Somma Vesuviana è uno dei comuni dell’area Metropolitana di Napoli più ricchi di storia, ma anche di bellezze naturali. Immerso nel Parco Nazionale del Vesuvio, il comune diventato città nel 2012, fa registrare una popolazione di oltre 30 mila abitanti e ha ricoperto un’importanza indiscutibile nel corso del tempo, dagli antichi Romani, passando per il periodo aragonese. Difatti a Somma Vesuviana è possibile trovare siti archeologici e resti di un glorioso passato, vediamo alcuni di questi luoghi d’interesse.
Il Borgo Casamale
Il Borgo Casamale, chiamato nel napoletano più semplicemente “Casamale” è il quartiere più antico della città. Prende il nome da una famiglia aristocratica, i Causamala appunto, e rappresenta il centro storico di Somma Vesuviana. Tale parte della città è caratterizzata dalle mura aragonesi erette intorno al 1460 dal re Ferrante d’Aragona. Il fulcro del borgo è sicuramente il Convento dei Padri Eremitani di Sant’Agostino. Al Casamale è possibile assistere a una delle feste più folkloristiche della Campania: la “Festa delle Lucerne”, che si svolge ogni quattro anni dal tre al cinque di agosto. In questa tradizione gli stretti vicoli del Casamale vengono illuminati da lucerne fatte a mano dagli artigiani locali, creando giochi d’ombra e di luce davvero suggestivi.

Villa Imperiale di Augusto
Tornando indietro nel tempo dal medioevo all’età degli imperatori romani, il tour di Somma Vesuviana ci porta alla Villa di Augusto, dove si pensa Cesare Augusto abbia trascorso gli ultimi giorni della propria vita. Sappiamo quanto questo periodo affascini anche ai giorni nostri, ispirando romanzi e giochi, proprio come l’epoca contemporanea di Sparta che ispira Civilizaition VI e Sparta:War of Empires, titolo che conosce bene chi scarica giochi sui propri dispositivi mobili. La Villa Imperiale di Augusto è un luogo di interesse storico nazionale fra i più visitati non soltanto in Campania, bensì in tutta Italia. L’edificio imponente e sfarzoso fu eretto durante la prima età imperiale, e l’eruzione del 472 d.C. lo seppellì per quasi metà dell’altezza. I primi ritrovamenti avvennero intorno agli anni ‘30 del ‘900, ma in seguito, per mancanza di fondi, gli scavi restarono praticamente fermi fino al 2002. Infatti l’inizio del nuovo millennio ha portato alla luce nuovi resti e nuovi elementi pregiati grazie alla collaborazione dell’Università di Tokyo. Fra questi, la statua del dio Bacco/Dioniso rappresentato con un cucciolo di pantera in braccio.

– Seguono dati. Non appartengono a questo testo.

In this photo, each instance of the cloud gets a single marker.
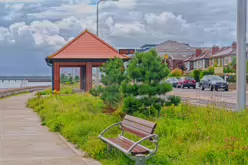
(17, 1)
(35, 30)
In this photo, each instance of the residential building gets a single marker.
(174, 53)
(223, 57)
(200, 60)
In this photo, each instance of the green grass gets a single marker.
(188, 134)
(68, 89)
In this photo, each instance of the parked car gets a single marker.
(186, 82)
(213, 82)
(173, 81)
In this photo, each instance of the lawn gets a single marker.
(188, 134)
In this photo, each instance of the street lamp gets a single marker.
(97, 32)
(241, 55)
(97, 14)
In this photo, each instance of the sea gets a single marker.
(20, 83)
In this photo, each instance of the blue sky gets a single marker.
(30, 30)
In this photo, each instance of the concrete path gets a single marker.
(23, 141)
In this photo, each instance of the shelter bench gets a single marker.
(134, 150)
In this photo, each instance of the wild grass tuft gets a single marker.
(188, 134)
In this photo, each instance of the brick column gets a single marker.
(83, 78)
(56, 76)
(88, 76)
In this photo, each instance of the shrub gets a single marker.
(187, 134)
(112, 77)
(145, 74)
(176, 73)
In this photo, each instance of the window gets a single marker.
(226, 61)
(218, 61)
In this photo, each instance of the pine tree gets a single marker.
(112, 77)
(144, 85)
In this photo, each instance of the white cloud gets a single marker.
(127, 23)
(17, 1)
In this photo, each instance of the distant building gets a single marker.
(174, 53)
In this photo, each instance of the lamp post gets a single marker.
(241, 54)
(97, 32)
(97, 14)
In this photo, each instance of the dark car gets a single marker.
(186, 82)
(173, 81)
(213, 82)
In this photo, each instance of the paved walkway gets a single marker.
(23, 141)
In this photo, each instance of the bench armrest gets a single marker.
(113, 125)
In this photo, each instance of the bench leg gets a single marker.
(109, 148)
(140, 159)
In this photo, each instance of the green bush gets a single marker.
(204, 73)
(187, 134)
(141, 90)
(112, 77)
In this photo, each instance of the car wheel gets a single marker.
(211, 87)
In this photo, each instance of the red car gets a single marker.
(186, 82)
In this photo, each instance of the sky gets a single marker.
(31, 30)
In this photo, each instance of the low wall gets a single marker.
(9, 92)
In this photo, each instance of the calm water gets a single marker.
(18, 84)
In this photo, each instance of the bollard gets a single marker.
(140, 159)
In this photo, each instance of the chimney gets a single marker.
(198, 52)
(215, 49)
(234, 45)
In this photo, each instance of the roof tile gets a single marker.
(87, 46)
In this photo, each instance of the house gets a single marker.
(223, 57)
(200, 59)
(174, 53)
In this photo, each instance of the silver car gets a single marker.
(213, 82)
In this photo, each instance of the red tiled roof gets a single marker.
(87, 46)
(205, 54)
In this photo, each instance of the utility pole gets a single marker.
(241, 55)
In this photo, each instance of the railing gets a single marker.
(13, 91)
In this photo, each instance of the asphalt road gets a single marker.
(223, 99)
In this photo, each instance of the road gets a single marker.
(221, 99)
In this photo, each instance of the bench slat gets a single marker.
(140, 121)
(125, 144)
(138, 126)
(134, 131)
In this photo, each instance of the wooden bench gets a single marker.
(134, 150)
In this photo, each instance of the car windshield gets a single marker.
(217, 78)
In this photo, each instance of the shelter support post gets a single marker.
(83, 78)
(88, 76)
(56, 76)
(52, 77)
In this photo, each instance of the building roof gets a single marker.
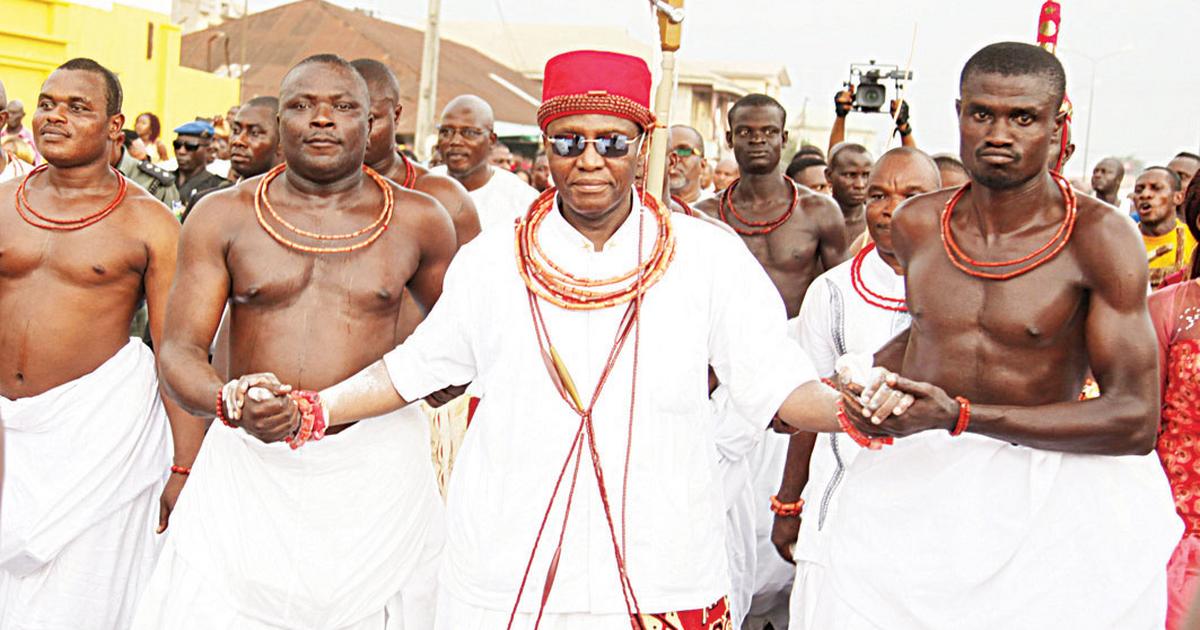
(277, 39)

Parco Nazionale del Vesuvio
Abbiamo accennato che Somma Vesuviana, conosciuta in Campania con l’abbreviazione di “Somma”, un luogo che incarna alla perfezione la millenaria storia di questa terra. E la storia della Campania e del napoletano è anche inevitabilmente legata al Vesuvio. L’imponente vulcano ha reso fertili queste terre tanto che i Romani chiamavano questa zona Campania Felix, e ora esso fa registrare quasi 200 mila visitatori ogni anno (ultimo dato del 2021) in quello che è uno dei parchi nazionali più famosi d’Italia. Da Somma Vesuviana si può raggiungere facilmente il Monte Somma e Punta Nasone, la parte più alta del vulcano a 1132 metri sul livello del mare. Grazie al lavoro fatto dall’Ente Parco Nazionale Vesuvio i sentieri sono ben segnalati e si percorrono tutti facilmente in meno di 40 minuti.
Somma Vesuviana è un luogo che racchiude la forza e la debolezza di Napoli, la magia e lo sfarzo, il folklore e la tradizione. Questa terra è stata infatti “calpestata” dagli Osci che secondo Strabone la fondarono, e poi ancora dai Romani che qui villeggiavano e coltivavano grandi prelibatezze, soprattutto frutta e ortaggi.